The Organization of the Petroleum Exporting Countries agreed on Wednesday its first oil output reduction since 2008 after de-facto leader Saudi Arabia accepted "a big hit" and dropped a demand that arch-rival Iran also slash output.
The deal also included the group's first coordinated action with non-OPEC member Russia in 15 years. On Thursday, Azerbaijan said it was also willing to engage in talks on cuts.
"OPEC, it seems, has gone for the most bullish option," said Tamas Varga, analyst at London brokerage PVM Oil Associates.
"OPEC has done its best to stabilise the market in the $50-$60 price range, but if they fail to deliver in the coming months, make no mistake, oil prices will fall well below the $40 mark again."
Benchmark Brent crude for February rose $1.64 a barrel to a high of $53.48 and traded around $53.30, up $1.46 by 1435 GMT. On Wednesday, the expired January Brent contract ended up $4.09 or 8.8 percent at $50.47.
U.S. light crude oil was up $1.30 a barrel at $50.74.
The OPEC deal triggered frenzied trading, with Brent futures trading volumes for February and March, when the supply cut will start to be visible in the market, hitting record volumes.
The March 2017 Brent futures contract traded a record 783,000 lots of 1,000 barrels each on Wednesday, worth $39 billion and beating a previous record of just over 600,000 reached in September.

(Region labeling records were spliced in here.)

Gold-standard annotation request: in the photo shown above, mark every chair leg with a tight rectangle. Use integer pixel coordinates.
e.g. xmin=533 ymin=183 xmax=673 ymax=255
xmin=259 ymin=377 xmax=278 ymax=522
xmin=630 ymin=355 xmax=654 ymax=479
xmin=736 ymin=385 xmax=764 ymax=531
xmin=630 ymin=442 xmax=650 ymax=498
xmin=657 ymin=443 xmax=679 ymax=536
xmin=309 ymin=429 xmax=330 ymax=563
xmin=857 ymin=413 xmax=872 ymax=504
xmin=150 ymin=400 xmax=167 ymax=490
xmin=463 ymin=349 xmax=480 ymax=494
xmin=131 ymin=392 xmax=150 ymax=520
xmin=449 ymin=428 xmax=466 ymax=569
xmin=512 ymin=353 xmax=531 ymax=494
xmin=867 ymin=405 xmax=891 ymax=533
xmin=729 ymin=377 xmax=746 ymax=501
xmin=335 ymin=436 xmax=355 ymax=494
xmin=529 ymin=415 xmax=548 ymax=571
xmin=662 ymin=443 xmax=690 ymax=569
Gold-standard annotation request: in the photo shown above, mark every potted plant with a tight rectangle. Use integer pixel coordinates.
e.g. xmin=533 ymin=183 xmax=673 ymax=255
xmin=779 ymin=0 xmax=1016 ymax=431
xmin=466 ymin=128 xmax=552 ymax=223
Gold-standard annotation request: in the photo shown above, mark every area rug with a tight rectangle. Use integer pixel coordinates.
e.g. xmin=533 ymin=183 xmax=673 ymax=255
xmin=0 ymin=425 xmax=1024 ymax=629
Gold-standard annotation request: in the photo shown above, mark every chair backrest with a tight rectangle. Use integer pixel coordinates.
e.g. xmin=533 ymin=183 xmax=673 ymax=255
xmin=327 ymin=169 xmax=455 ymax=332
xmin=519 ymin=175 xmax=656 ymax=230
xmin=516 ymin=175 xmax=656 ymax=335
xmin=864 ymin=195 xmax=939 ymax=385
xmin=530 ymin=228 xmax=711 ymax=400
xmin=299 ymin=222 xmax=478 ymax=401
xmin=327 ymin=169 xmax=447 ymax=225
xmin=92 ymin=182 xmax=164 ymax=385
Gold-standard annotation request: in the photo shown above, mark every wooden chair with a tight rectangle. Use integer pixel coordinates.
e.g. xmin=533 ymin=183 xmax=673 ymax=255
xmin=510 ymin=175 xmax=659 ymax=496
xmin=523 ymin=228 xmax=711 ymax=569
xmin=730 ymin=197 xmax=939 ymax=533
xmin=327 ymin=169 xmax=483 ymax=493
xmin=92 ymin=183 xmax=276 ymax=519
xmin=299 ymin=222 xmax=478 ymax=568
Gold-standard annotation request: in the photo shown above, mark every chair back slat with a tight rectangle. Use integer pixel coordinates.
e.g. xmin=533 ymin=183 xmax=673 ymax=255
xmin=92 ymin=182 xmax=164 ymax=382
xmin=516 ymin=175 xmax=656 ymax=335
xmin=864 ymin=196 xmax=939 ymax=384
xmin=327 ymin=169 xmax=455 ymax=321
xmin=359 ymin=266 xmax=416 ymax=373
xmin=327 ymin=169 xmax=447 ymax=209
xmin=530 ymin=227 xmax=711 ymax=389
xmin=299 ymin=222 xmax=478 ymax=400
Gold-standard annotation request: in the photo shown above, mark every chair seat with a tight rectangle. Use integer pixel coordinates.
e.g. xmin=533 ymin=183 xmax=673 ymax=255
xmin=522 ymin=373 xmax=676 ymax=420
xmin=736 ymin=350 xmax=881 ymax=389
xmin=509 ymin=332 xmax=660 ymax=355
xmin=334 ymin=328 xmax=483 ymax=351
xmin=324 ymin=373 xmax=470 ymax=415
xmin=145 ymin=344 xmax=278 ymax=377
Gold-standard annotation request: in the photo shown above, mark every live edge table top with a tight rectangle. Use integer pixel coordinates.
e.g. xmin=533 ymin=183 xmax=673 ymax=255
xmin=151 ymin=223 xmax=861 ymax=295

Despite the agreed deal, doubts were widespread.
"Scepticism remains on individual countries' follow-through, which is keeping prices below year-to-date highs (of $53.73 per barrel in October) for now," Morgan Stanley analysts said.
Oil prices are still only at September-October levels - when plans for a cut were first announced - and crude prices are less than half mid-2014 levels, when the oil price began to collapse.
OPEC produces a third of global oil, or around 33.6 million bpd, and the deal aims to reduce output by 1.2 million bpd from January 2017, similar to January 2016 levels.
Analysts said the cuts could leave the field open for other producers, especially U.S. shale drillers.
"We do not believe that oil prices can sustainably remain above $55 per barrel, with global production responding first and foremost in the U.S.," Goldman Sachs said.